Regarding the physical/environmental threats, the findings showed that the network cable disconnection had the highest probability of occurrence. Therefore, it is necessary to identify and control the underlying causes of risks to be able to control the consequences. For example, in case of fire, the use of standard server rooms, automatic power outages systems, and fire and smoke alarms can be useful. Moreover, renewing network infrastructure and modernizing cables, continuous monitoring, personnel training, and using high quality equipment are recommended. To improve the physical/environmental safeguards, the use of video surveillance, expert security staff, intrusion detection systems, innovative architectural and engineering approaches are also suggested to avoid external agents and unauthorized staff access to the data centres [30]. Finally, it can be concluded that hospital managers, information technology managers and other policy makers should work together and address the security gaps existing in the hospitals in order to plan properly and to avoid information security challenges in the future.

5. LIMITATION

The current study had some limitations.

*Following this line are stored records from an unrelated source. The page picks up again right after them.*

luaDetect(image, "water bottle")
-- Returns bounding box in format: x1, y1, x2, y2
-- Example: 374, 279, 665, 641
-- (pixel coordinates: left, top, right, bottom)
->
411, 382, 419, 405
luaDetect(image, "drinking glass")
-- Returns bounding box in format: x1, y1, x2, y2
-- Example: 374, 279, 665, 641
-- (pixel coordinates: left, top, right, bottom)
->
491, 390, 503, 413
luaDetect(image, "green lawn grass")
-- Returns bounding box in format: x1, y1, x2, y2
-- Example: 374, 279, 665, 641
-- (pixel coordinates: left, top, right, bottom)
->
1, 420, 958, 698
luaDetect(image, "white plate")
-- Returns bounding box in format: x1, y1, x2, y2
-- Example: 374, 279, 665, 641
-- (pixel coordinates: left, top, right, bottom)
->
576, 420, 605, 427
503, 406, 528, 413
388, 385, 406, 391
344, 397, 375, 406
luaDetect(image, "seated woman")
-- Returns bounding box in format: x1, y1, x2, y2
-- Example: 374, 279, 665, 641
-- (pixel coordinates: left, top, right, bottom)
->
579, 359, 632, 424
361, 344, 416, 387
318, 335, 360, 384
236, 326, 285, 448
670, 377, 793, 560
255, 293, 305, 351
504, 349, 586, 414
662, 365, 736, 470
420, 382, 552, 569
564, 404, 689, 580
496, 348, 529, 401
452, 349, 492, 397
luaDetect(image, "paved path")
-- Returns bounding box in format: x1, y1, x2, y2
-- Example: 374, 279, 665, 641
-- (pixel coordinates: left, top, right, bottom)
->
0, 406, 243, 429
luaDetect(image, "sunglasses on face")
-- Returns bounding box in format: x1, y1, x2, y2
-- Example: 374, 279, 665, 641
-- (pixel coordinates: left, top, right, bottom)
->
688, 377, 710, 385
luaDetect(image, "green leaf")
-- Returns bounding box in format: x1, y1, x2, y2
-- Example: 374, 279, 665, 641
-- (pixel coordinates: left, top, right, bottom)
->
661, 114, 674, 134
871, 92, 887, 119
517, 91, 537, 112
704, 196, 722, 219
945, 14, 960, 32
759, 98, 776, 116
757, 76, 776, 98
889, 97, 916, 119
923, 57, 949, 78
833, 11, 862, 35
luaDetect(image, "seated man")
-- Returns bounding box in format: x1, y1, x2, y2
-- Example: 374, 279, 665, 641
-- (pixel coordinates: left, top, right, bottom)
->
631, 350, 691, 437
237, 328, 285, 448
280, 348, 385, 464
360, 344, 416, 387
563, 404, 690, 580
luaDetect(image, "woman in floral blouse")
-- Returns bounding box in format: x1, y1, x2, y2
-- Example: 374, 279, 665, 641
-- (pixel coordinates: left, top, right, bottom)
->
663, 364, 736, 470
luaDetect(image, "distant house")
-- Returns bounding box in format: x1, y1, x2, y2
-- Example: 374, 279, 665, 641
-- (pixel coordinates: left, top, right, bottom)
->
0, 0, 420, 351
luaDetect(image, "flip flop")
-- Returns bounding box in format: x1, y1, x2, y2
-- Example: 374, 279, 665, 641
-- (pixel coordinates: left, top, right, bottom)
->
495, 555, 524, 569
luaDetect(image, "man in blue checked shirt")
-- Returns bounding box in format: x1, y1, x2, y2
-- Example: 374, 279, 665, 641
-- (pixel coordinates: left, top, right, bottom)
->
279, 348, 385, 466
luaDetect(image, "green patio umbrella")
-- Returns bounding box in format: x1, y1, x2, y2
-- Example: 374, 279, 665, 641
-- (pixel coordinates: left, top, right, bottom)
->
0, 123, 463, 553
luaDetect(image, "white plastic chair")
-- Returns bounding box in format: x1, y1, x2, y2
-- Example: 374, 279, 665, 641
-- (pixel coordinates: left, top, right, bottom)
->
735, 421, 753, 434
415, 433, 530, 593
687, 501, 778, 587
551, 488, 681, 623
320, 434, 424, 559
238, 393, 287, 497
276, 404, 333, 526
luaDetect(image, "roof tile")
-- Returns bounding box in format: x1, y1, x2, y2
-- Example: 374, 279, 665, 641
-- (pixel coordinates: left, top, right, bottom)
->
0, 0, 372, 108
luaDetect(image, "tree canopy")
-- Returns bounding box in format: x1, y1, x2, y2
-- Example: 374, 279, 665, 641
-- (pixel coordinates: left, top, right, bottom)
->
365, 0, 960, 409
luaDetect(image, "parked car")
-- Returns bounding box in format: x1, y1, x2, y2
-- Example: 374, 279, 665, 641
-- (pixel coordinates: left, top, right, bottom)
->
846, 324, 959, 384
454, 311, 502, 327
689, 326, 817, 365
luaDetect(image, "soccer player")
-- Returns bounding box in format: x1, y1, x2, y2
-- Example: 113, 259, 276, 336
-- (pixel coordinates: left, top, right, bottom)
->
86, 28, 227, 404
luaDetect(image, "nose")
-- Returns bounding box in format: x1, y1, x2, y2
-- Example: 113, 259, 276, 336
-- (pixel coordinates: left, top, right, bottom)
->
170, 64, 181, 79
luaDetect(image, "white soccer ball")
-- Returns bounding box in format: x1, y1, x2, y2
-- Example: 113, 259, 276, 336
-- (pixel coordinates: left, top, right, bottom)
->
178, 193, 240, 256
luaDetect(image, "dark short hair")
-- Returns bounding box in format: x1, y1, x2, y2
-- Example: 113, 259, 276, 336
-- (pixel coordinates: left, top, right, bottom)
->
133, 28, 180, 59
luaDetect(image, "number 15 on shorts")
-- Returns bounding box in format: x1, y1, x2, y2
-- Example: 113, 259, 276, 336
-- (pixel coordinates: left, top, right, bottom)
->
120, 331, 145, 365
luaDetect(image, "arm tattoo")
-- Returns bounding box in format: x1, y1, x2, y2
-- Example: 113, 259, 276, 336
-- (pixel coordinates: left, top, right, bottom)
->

First of all, in this study data were collected from the hospitals located in north-west of Iran. While the results of this research might be only considered relevant to the settings of the study, the transparency of the research method can help other researchers to investigate information security threats in other settings or other countries.

Another limitation might be related to the limited number of the participants. In fact, due to the time and financial constraints, the study was completed in one of the north-west cities of Iran. To ensure the appropriateness of the questionnaire and to be able to compare the probability and impacts of threats, conducting future research with a bigger sample size and in other settings is recommended.

CONCLUSION

In this study, health information security risk analysis was conducted. Among the information security risks, fire found to be a high probability/high impact risk factor. Human and physical/environmental threats were among the low probability risk factors. The high probability risk factors require quick corrective actions to be taken. Therefore, the underlying causes of such threats should be identified and controlled before experiencing adverse effects. It is important to note that information security in health care systems needs to be considered at a macro level with respect to the national interests and policies.

ETHICS APPROVAL AND CONSENT TO PARTICIPATE

Not applicable.

HUMAN AND ANIMAL RIGHTS

No Animals/Humans were used for studies that are base of this research.

CONSENT FOR PUBLICATION

Not applicable.

CONFLICT OF INTEREST

The authors confirm that article content has no conflict of interest.

ACKONWLEDGEMENTS

This work was supported by Iran University of Medical Sciences [IUMS/SHMIS_92/593].